Jeffrey Toobin's article in the New Yorker about Google's attempt to digitalize all the books in the world offers a host of fascinating technological and financial details. But it doesn't say much about the likely effect on the public's reading habits.

How will things change when virtually every book held by the great research libraries of America becomes instantaneously available to anyone with a computer? Keep in mind that what's proposed is not just providing the texts but also the ability to search through those texts with all the electronic finding devices modern technology has devised. To call that a revolution is an understatement.

When I think what was involved in doing "research" when I was a graduate student, the changes that have come upon us since then startle the mind. And the changes that are coming within the next decade confound it.  There will be no more rummaging through dusty stacks trying to locate a volume that may well have been mis-shelved. No more finding that the very book you need for your next chapter has been checked out by somebody else and won't be available for three weeks.

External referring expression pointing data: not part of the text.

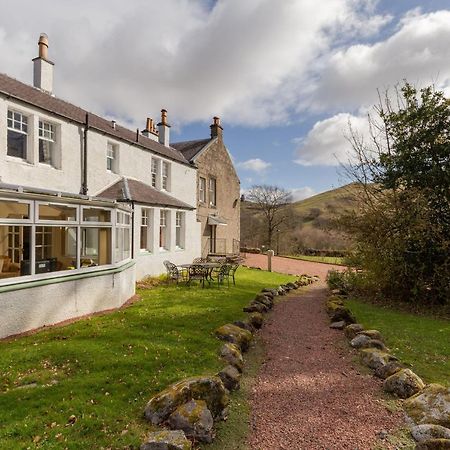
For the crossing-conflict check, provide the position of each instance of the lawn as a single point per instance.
(85, 385)
(323, 259)
(419, 341)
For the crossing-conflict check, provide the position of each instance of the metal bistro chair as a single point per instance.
(233, 269)
(224, 272)
(196, 272)
(173, 272)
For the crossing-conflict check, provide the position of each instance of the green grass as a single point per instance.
(104, 369)
(421, 342)
(322, 259)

No more sitting in uncomfortable carrels laboriously copying passages you think you may need to make a point that might be required by your thesis. There was a certain romance in all that, especially for pedantic personalities. But it was also a great pain. Shortly, none of it will be required.

Clearly, university departments will lose the monopoly they tried to maintain over serious work. Any moderately intelligent person will be able to find out about topics that once were the domain of credentialed experts.  But, of course, with that degree of open entry the formerly sedate and narrow pathways to academic "success," once controlled so jealously by universities and academic associations will become wild torrents, carrying thoughtful theses and nonsense alike. Come to think of it, that won't occasion much change in quality, but the quantity will be swelled far beyond what was recently believed to be possible. Once again, we will be taught that the future is the era of too much.

When everybody has access to everything the fear is that nobody will pay attention to anything. Reading may well decline among the general population and become a habit solely for eccentrics. Certainly the chance of being a literary hero who compels everyone's attention will diminish dramatically. There will probably not be another Charles Dickens But maybe that's all right. It does seem to be a part of democratic evolution. Our democracy is still creeping with training wheels. When it gets a Harley between its thighs, God only knows what will happen to it.  

As for the books, as we have known them, it's hard to believe that society will continue to provide expensive mausoleum warehouses for millions of volumes that nobody pulls off the shelf.  If they disappear entirely, except as historical artifacts, I don't suppose that will be a matter of great consequence, though the thought does cause me a twinge or two of nostalgic pain.